--D'autant mieux, sire, continua Ruffo, qu'il a réussi.
--J'écoute, reprit le roi.
--Eh bien, sire, nos sept jeunes gens suivirent de point en point les instructions données. Les deux princesses embarquées, ils prirent la côte méridionale de la Calabre, où les attendait un de mes agents par lequel je ne craignais pas plus d'être trahi que par eux, attendu qu'il n'était guère mieux instruit qu'eux.
--Vous étiez fait pour être premier ministre, mon cher Ruffo, non pas d'un petit État comme Naples, mais d'une grande puissance comme la France, l'Angleterre ou la Russie. Continuez, continuez, je vous écoute. Voyons, quel était cet agent, et qu'était-il chargé de faire? Quel maître en politique vous êtes, mon cher cardinal! et quel malheur que vous n'ayez pas eu en moi un meilleur élève!
--Cet agent que Votre Majesté a nommé, il y a un an, intendant à ma recommandation, habite la ville de Montejasi, qui devait naturellement se trouver sur la route de nos aventuriers. Je lui écrivis que Son Altesse royale le duc de Calabre, décidé à tenter un coup désespéré pour reconquérir le royaume de son père, venait de s'embarquer pour la Calabre avec le duc de Saxe, son connétable et son grand écuyer, et que je le priais de veiller à leur sûreté en sujet fidèle, dans le cas où il croirait que leur projet ne dût pas réussir, mais aussi de les seconder de tout son pouvoir dans le cas où il aurait la moindre chance de réussite. Il était invité à transmettre le secret de cette expédition aux amis dont il serait sûr. J'avais le briquet et le caillou: j'attendis l'étincelle.
--Le caillou se nommait de Cesare, je le sais déjà; mais comment se nommait le briquet?
--Buonafede Gironda, sire.
--Il ne faut oublier aucun de ces noms, mon éminentissime; car je sais que, si un jour j'ai à punir, j'aurai aussi à récompenser.
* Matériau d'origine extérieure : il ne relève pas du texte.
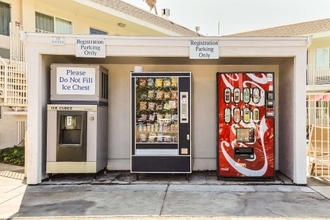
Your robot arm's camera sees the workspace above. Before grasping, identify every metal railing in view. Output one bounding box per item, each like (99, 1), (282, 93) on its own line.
(307, 64), (330, 85)
(306, 93), (330, 178)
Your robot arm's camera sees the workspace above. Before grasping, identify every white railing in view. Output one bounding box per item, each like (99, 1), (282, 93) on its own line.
(0, 24), (27, 108)
(10, 23), (26, 62)
(307, 64), (330, 85)
(306, 93), (330, 178)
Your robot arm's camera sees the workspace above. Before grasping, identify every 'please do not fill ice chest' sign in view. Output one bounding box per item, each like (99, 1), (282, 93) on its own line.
(56, 67), (96, 95)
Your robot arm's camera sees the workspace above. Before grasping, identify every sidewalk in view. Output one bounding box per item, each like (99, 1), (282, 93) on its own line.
(0, 164), (330, 220)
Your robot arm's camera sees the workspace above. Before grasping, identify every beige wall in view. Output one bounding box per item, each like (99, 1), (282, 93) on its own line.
(0, 113), (27, 149)
(308, 36), (330, 64)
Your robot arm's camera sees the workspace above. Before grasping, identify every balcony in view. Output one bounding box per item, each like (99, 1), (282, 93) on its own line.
(306, 64), (330, 91)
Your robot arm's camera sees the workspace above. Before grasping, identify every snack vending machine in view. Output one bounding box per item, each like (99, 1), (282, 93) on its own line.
(217, 72), (275, 178)
(131, 72), (192, 177)
(46, 63), (109, 179)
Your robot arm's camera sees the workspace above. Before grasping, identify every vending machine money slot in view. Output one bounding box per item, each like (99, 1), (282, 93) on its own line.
(234, 147), (254, 159)
(180, 92), (189, 123)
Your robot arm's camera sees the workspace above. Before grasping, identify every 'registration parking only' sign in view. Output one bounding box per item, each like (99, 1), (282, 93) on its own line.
(189, 40), (219, 59)
(56, 67), (96, 95)
(76, 38), (105, 58)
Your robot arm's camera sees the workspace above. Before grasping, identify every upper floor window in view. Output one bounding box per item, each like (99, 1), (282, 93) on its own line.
(0, 2), (10, 36)
(36, 12), (72, 34)
(315, 48), (330, 69)
(89, 28), (107, 35)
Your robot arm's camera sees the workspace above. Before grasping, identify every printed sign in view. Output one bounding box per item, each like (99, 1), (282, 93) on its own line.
(52, 37), (65, 45)
(56, 67), (96, 95)
(189, 40), (219, 59)
(76, 38), (105, 58)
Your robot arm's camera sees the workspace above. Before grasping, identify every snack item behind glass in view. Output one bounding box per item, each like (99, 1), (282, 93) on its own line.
(171, 90), (178, 99)
(171, 77), (178, 87)
(156, 90), (164, 100)
(141, 114), (148, 121)
(155, 78), (163, 88)
(148, 89), (155, 99)
(156, 103), (163, 110)
(148, 102), (156, 111)
(138, 78), (147, 87)
(140, 102), (148, 110)
(164, 102), (171, 110)
(149, 113), (156, 121)
(147, 78), (155, 87)
(164, 91), (171, 99)
(169, 100), (177, 109)
(163, 78), (171, 88)
(140, 133), (147, 142)
(148, 133), (156, 142)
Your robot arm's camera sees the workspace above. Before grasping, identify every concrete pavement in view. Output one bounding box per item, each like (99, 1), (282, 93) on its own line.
(0, 164), (330, 220)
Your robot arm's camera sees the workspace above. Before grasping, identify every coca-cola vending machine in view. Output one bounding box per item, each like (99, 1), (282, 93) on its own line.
(217, 72), (275, 178)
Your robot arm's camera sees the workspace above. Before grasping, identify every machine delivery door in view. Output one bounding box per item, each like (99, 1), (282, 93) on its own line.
(179, 77), (191, 155)
(56, 111), (87, 161)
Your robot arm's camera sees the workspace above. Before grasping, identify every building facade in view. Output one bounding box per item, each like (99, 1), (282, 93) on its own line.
(0, 0), (199, 149)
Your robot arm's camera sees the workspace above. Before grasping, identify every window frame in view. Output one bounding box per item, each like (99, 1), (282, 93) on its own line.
(314, 47), (330, 69)
(35, 11), (73, 34)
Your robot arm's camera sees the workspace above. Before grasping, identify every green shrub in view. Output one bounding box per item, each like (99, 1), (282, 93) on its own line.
(0, 146), (25, 166)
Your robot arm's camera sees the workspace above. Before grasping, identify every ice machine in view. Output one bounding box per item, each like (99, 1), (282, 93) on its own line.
(46, 64), (108, 177)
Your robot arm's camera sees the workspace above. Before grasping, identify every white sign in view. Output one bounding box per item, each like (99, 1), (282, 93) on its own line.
(76, 38), (105, 58)
(189, 40), (219, 59)
(52, 37), (65, 45)
(56, 67), (96, 95)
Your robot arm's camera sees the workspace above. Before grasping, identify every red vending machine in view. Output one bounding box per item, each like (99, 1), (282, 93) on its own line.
(217, 72), (275, 179)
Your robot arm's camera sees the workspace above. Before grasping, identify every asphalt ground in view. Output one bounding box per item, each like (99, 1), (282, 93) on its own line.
(0, 164), (330, 220)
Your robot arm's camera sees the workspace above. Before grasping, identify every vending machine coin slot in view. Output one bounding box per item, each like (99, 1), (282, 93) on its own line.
(225, 87), (231, 104)
(234, 88), (241, 104)
(253, 108), (260, 122)
(265, 91), (275, 118)
(225, 108), (231, 124)
(243, 88), (250, 104)
(243, 108), (250, 123)
(234, 147), (254, 159)
(233, 108), (241, 124)
(252, 87), (260, 104)
(236, 128), (254, 143)
(180, 92), (189, 123)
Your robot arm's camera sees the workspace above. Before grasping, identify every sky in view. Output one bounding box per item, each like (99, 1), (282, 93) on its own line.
(123, 0), (330, 36)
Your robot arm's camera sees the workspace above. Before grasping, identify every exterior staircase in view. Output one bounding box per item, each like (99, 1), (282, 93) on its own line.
(0, 24), (27, 112)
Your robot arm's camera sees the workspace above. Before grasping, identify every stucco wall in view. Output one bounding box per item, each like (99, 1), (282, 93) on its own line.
(0, 113), (26, 149)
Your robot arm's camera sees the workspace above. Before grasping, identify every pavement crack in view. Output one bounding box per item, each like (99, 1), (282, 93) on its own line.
(159, 184), (170, 216)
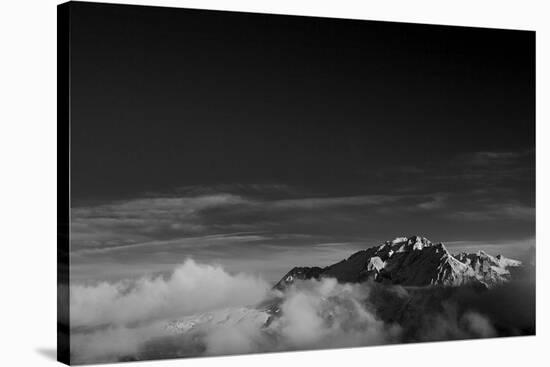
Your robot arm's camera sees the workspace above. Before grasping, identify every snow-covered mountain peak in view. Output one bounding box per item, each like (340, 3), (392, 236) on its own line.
(275, 235), (521, 289)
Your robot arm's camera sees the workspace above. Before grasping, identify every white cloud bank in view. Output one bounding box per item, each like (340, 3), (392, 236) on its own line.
(70, 260), (270, 328)
(71, 260), (532, 363)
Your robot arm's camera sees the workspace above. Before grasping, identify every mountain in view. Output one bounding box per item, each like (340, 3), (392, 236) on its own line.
(274, 236), (522, 290)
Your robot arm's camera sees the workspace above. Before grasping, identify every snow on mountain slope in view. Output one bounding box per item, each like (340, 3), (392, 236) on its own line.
(275, 236), (522, 290)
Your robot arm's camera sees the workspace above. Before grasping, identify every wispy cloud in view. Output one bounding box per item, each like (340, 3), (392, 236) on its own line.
(448, 203), (536, 222)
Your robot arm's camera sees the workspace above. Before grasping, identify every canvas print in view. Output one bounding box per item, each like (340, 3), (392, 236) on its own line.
(58, 2), (536, 364)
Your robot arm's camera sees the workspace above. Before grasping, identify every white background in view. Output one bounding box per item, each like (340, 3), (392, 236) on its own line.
(0, 0), (550, 367)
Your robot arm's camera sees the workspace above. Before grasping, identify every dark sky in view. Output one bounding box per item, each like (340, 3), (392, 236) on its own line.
(67, 3), (535, 278)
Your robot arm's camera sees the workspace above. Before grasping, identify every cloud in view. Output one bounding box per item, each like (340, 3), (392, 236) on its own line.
(70, 260), (269, 327)
(71, 261), (534, 363)
(447, 202), (536, 222)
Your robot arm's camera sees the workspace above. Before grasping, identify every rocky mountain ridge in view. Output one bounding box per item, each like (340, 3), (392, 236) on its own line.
(274, 236), (522, 290)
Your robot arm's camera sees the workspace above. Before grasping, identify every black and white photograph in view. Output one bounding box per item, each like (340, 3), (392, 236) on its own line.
(57, 2), (540, 364)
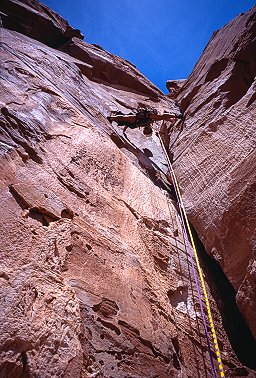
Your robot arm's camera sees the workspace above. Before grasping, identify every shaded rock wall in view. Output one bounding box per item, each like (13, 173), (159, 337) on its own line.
(170, 7), (256, 336)
(0, 1), (254, 378)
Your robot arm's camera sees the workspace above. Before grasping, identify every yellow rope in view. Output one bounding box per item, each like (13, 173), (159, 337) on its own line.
(158, 134), (225, 377)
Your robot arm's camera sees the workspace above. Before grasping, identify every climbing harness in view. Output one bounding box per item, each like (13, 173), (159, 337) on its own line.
(157, 132), (225, 378)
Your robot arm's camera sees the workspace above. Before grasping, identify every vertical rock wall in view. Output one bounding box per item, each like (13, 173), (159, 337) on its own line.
(0, 1), (253, 378)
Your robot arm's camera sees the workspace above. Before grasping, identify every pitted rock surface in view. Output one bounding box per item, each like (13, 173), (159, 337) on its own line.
(0, 0), (254, 378)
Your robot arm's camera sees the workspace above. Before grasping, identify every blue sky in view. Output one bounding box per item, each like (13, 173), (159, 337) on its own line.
(42, 0), (255, 93)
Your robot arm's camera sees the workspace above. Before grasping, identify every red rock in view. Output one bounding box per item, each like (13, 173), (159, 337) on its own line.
(166, 79), (186, 98)
(0, 1), (253, 378)
(0, 0), (83, 47)
(170, 7), (256, 336)
(59, 38), (162, 99)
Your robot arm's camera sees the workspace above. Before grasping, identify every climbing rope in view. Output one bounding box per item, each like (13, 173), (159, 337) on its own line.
(157, 132), (225, 378)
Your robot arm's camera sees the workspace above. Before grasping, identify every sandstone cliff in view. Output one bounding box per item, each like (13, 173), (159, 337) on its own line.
(0, 0), (255, 378)
(167, 2), (256, 346)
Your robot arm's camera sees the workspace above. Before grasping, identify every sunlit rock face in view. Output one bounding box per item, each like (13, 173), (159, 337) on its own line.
(0, 1), (254, 378)
(170, 7), (256, 336)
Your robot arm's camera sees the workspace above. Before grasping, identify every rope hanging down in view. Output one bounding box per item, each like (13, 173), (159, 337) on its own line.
(157, 133), (225, 378)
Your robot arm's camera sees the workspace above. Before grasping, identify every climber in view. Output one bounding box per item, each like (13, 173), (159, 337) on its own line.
(107, 106), (183, 136)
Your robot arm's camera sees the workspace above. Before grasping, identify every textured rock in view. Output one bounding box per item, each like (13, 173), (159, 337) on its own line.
(170, 7), (256, 336)
(0, 2), (254, 378)
(0, 0), (83, 47)
(59, 38), (162, 100)
(166, 79), (186, 98)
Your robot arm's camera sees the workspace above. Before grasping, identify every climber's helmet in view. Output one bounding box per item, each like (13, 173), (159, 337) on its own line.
(143, 125), (153, 137)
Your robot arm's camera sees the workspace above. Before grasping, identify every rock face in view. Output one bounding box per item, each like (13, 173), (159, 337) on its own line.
(166, 79), (186, 99)
(0, 0), (83, 47)
(170, 7), (256, 346)
(0, 0), (255, 378)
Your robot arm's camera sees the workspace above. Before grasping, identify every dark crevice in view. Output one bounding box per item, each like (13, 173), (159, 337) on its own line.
(190, 221), (256, 370)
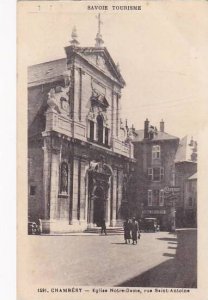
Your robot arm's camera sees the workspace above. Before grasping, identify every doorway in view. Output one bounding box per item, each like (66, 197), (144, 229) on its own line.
(93, 187), (105, 226)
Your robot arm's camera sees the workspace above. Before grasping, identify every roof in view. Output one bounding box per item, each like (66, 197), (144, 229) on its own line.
(28, 46), (125, 87)
(175, 135), (197, 163)
(188, 173), (197, 180)
(28, 58), (67, 85)
(133, 129), (178, 142)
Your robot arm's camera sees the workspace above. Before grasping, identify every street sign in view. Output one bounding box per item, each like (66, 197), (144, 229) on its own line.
(164, 186), (181, 193)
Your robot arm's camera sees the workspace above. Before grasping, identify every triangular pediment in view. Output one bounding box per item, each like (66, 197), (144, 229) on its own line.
(76, 47), (125, 87)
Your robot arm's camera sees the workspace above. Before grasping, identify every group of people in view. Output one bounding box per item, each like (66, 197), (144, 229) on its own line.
(123, 218), (140, 245)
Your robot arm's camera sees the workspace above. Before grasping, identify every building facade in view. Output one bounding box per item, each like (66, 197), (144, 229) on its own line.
(184, 173), (197, 227)
(175, 135), (197, 227)
(28, 30), (135, 232)
(134, 119), (179, 230)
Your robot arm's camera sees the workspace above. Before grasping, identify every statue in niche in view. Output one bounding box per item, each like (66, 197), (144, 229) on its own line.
(122, 177), (128, 200)
(60, 163), (68, 194)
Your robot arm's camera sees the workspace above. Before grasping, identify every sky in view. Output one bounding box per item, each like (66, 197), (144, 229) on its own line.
(18, 1), (208, 137)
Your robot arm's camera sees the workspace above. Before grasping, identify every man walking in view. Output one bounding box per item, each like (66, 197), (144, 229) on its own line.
(131, 217), (139, 245)
(101, 219), (107, 235)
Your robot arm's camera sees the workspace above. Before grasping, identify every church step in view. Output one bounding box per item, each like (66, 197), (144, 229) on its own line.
(84, 227), (123, 235)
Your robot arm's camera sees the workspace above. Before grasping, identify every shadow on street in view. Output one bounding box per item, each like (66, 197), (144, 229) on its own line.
(117, 229), (197, 288)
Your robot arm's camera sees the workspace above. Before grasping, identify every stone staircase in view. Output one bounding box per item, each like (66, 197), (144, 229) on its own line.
(84, 227), (124, 235)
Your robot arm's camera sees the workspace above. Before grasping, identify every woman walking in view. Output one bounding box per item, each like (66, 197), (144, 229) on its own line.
(123, 218), (131, 244)
(131, 218), (139, 245)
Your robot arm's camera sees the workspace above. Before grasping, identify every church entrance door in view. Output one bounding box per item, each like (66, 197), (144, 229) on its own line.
(93, 187), (105, 226)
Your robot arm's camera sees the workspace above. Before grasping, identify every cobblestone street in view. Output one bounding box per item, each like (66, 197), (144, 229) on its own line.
(27, 229), (197, 288)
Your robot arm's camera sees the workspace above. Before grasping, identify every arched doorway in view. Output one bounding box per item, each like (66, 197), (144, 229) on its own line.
(93, 187), (105, 226)
(97, 115), (103, 144)
(87, 161), (112, 227)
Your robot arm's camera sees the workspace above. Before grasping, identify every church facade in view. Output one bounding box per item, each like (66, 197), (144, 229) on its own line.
(28, 30), (135, 233)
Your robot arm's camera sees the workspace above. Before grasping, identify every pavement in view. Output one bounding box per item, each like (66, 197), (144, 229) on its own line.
(27, 229), (197, 288)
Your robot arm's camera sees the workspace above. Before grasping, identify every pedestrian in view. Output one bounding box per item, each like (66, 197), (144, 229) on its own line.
(123, 218), (131, 244)
(131, 218), (139, 245)
(100, 219), (107, 235)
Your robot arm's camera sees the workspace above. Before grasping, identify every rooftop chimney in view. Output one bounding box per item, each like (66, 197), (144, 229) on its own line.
(144, 119), (149, 139)
(160, 119), (165, 132)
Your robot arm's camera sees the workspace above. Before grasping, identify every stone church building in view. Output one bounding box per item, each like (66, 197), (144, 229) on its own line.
(28, 24), (135, 233)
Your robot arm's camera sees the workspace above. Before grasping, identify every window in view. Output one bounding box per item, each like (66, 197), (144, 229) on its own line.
(159, 190), (164, 206)
(105, 128), (109, 146)
(89, 121), (94, 141)
(30, 185), (36, 196)
(148, 167), (164, 181)
(152, 190), (160, 206)
(60, 162), (68, 194)
(148, 168), (153, 180)
(97, 115), (103, 144)
(152, 145), (160, 159)
(147, 190), (152, 206)
(188, 197), (193, 207)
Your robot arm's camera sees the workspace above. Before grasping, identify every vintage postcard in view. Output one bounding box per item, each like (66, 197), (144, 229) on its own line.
(17, 1), (208, 300)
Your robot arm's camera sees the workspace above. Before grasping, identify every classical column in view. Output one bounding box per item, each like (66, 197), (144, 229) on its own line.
(117, 170), (123, 220)
(105, 177), (111, 226)
(94, 122), (97, 141)
(50, 150), (60, 219)
(43, 145), (52, 220)
(72, 157), (79, 223)
(110, 169), (117, 226)
(80, 160), (87, 221)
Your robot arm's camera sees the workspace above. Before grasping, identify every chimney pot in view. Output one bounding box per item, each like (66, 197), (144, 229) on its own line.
(160, 119), (165, 132)
(144, 118), (149, 139)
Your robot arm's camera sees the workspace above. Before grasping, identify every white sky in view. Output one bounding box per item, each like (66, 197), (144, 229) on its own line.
(19, 1), (208, 137)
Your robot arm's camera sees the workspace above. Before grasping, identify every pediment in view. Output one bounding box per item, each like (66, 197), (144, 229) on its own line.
(77, 48), (125, 87)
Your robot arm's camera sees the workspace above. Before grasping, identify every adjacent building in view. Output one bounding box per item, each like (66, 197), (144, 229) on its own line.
(134, 119), (179, 230)
(175, 135), (197, 227)
(28, 27), (135, 232)
(184, 173), (197, 227)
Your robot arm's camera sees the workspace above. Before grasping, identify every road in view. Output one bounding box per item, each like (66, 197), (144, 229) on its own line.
(27, 229), (197, 288)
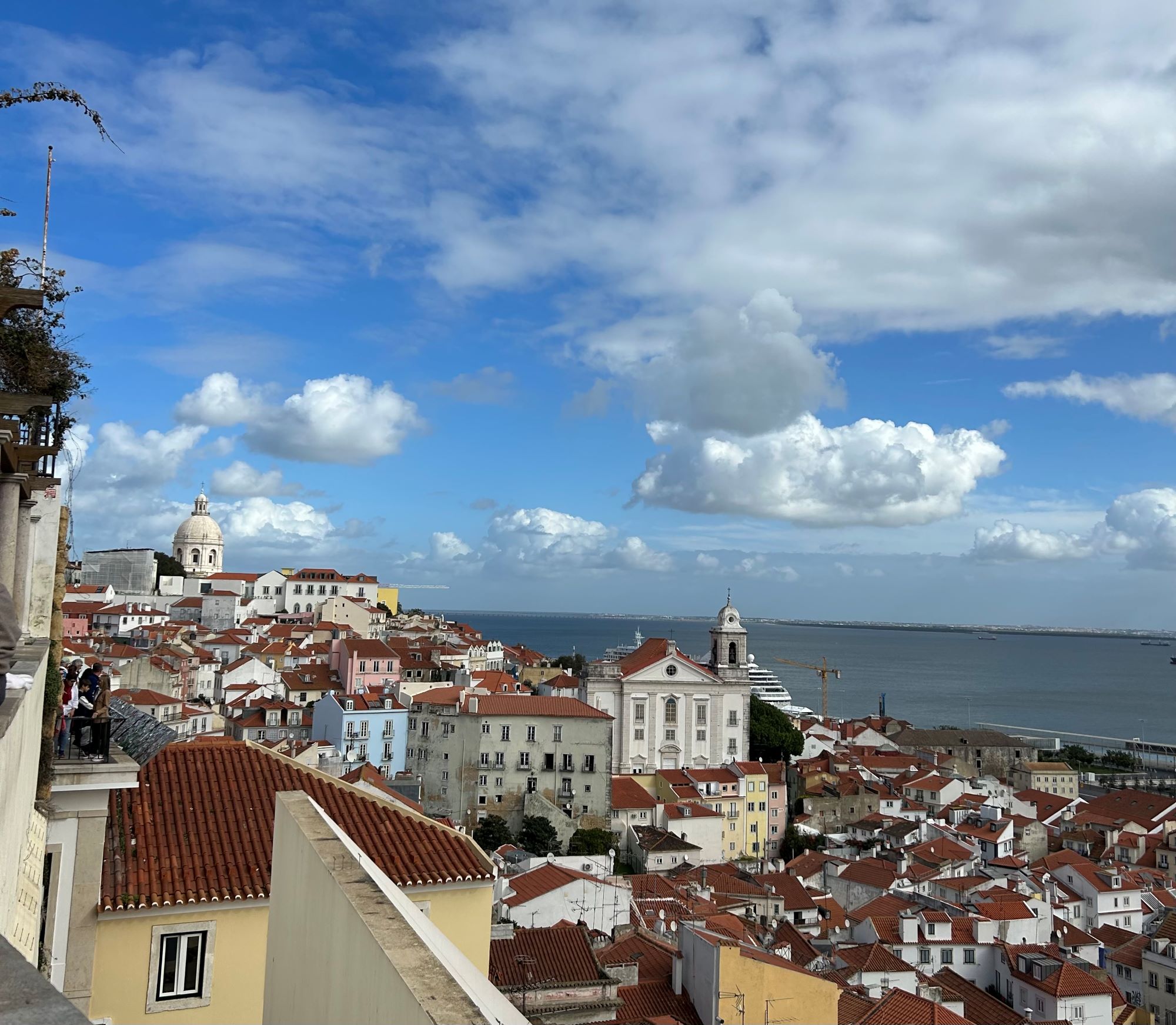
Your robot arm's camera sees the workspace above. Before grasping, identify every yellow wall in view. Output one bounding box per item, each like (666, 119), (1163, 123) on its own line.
(89, 904), (269, 1025)
(719, 946), (841, 1025)
(401, 882), (494, 976)
(742, 772), (768, 858)
(89, 883), (494, 1025)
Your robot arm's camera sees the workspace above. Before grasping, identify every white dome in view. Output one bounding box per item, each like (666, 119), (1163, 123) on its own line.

--Ce que j'avais prévu est arrivé. Les sept jeunes gens passèrent par la ville de Montejasi, chef-lieu du district de notre intendant; ils descendirent à une mauvaise auberge, sur le balcon de laquelle ils vinrent prendre l'air après avoir dîné. Le préfet était déjà prévenu de leur présence, et le nombre sept lui fit immédiatement naître dans l'esprit l'idée que ces sept personnages pourraient bien être monseigneur le duc de Calabre, le duc de Saxe, le connétable Colonna, le grand écuyer Boccheciampe et leur suite. D'un autre côté, un bruit tout opposé s'était répandu dans la ville: on disait que les sept jeunes gens étaient des agents jacobins qui venaient démocratiser la province. Or, la province étant peu démocrate, quatre ou cinq cents personnes, déjà réunies sur la place, s'apprêtaient à faire un mauvais parti à nos voyageurs, lorsque arriva le préfet Buonafede Gironda, c'est-à-dire mon homme, lequel écouta les bruits qui circulaient et répondit que c'était à lui, la première autorité du pays, de s'assurer de l'identité des gens qui traversaient le chef-lieu de son district; qu'en conséquence, il allait se rendre près des étrangers et procéderait à leur interrogatoire; les Montéjasiens sauraient donc dans dix minutes à quoi s'en tenir.
»Les jeunes gens avaient quitté le balcon et refermé la fenêtre, car il ne leur était point difficile de voir que quelque chose d'inconnu soulevait contre eux un orage qui ne tarderait point à éclater, lorsqu'on leur annonça la visite de l'intendant. Cette annonce, au lieu de la calmer, redoubla leur inquiétude. Il paraît que, dans toutes les circonstances épineuses, c'était de Cesare qui portait la parole; il se prépara donc à demander au préfet la cause des mauvaises intentions des habitants de Montejasi à son égard, lorsque celui-ci entra et se trouva face à face avec lui.